Ringfort (Cashel), Ballymacgibbon, Co. Mayo
Co. Mayo |
Ringforts
On the southern edge of a field near Ballymacgibbon in County Mayo, the ground drops away sharply by three and a half metres, a sudden cliff-like fall that marks the outer edge of an enclosure most people would walk past without a second glance.
This is a cashel, a type of ringfort built from stone rather than earthen banks, and what remains here sits quietly in rough pasture on a naturally raised area, its walls reduced by time and agricultural pressure to little more than a low scatter of stone, nowhere more than sixty centimetres high.

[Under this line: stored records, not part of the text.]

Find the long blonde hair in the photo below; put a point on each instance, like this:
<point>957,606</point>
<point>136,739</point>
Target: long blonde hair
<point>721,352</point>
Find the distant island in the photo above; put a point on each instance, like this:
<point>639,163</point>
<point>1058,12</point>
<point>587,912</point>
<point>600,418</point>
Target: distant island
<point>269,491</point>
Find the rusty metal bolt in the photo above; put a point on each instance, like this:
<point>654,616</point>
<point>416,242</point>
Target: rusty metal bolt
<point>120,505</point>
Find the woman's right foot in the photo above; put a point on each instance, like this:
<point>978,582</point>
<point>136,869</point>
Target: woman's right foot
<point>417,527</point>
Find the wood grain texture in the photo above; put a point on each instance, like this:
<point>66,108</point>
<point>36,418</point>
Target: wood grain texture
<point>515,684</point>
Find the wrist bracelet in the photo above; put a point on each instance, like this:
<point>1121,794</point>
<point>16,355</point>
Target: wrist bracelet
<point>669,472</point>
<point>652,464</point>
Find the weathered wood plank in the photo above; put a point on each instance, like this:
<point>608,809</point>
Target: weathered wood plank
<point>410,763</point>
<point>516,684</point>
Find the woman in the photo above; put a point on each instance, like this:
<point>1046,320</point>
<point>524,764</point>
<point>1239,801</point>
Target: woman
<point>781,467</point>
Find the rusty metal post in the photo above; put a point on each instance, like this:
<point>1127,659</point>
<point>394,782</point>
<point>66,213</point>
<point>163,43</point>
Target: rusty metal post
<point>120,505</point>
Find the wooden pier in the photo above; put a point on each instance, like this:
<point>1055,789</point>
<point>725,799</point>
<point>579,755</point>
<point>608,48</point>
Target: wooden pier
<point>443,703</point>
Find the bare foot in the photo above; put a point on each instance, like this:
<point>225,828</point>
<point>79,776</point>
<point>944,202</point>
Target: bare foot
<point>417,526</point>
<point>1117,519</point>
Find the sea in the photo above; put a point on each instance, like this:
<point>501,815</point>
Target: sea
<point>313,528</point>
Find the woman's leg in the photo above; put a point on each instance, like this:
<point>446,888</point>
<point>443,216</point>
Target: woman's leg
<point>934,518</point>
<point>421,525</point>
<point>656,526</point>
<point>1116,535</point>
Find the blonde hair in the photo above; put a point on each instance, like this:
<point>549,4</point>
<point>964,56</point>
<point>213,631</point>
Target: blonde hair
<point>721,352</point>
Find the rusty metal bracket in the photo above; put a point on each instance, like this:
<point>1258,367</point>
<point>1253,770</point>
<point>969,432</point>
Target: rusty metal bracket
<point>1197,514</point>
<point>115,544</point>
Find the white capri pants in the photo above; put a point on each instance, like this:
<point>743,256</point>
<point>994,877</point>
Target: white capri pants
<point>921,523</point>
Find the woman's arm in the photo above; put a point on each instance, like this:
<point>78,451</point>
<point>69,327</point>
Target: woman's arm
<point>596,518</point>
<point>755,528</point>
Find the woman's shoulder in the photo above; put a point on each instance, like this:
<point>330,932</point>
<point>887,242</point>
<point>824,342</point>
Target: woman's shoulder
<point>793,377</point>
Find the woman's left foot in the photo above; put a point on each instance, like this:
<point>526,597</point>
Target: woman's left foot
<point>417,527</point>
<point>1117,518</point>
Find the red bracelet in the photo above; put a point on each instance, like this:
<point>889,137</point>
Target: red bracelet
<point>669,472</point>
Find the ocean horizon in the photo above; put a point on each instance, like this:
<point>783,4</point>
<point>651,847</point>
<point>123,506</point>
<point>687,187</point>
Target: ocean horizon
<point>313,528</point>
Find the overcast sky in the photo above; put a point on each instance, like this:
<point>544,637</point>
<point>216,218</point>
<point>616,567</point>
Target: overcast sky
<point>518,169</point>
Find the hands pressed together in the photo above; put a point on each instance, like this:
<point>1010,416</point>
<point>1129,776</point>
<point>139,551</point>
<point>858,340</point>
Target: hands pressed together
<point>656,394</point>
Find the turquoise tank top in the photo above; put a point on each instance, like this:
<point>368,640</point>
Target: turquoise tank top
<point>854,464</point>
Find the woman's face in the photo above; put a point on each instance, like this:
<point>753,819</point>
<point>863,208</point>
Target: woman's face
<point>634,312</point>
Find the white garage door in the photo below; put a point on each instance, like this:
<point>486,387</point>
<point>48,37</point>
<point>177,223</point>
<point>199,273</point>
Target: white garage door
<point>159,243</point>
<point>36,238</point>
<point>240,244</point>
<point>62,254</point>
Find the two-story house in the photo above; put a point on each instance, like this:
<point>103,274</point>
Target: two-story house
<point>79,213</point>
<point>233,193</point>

The enclosure is oval, measuring roughly 44 metres north to south and 51 metres east to west, and its surrounding wall, once perhaps two metres thick, has been largely levelled along its north-eastern to south-eastern arc. A field fence has been built directly over the wall on the southern side, the practical needs of farming having long since overwritten the archaeology beneath. The interior is overgrown and uneven, with evidence of clearance, the kind of surface disturbance that suggests stones have been removed and redistributed over the centuries. Most intriguing is a souterrain in the south-western part of the interior. Souterrains are underground stone-lined passages or chambers, typically associated with early medieval settlement in Ireland, probably used for storage and possibly as places of refuge. Their presence within a cashel is relatively common, but each one is a small puzzle of purpose and construction. This site was recorded by D. Lavelle in an archaeological survey of the Ballinrobe district, published in 1994, which catalogued monuments around Lough Mask and Lough Carra, two lakes that dominate this corner of Mayo.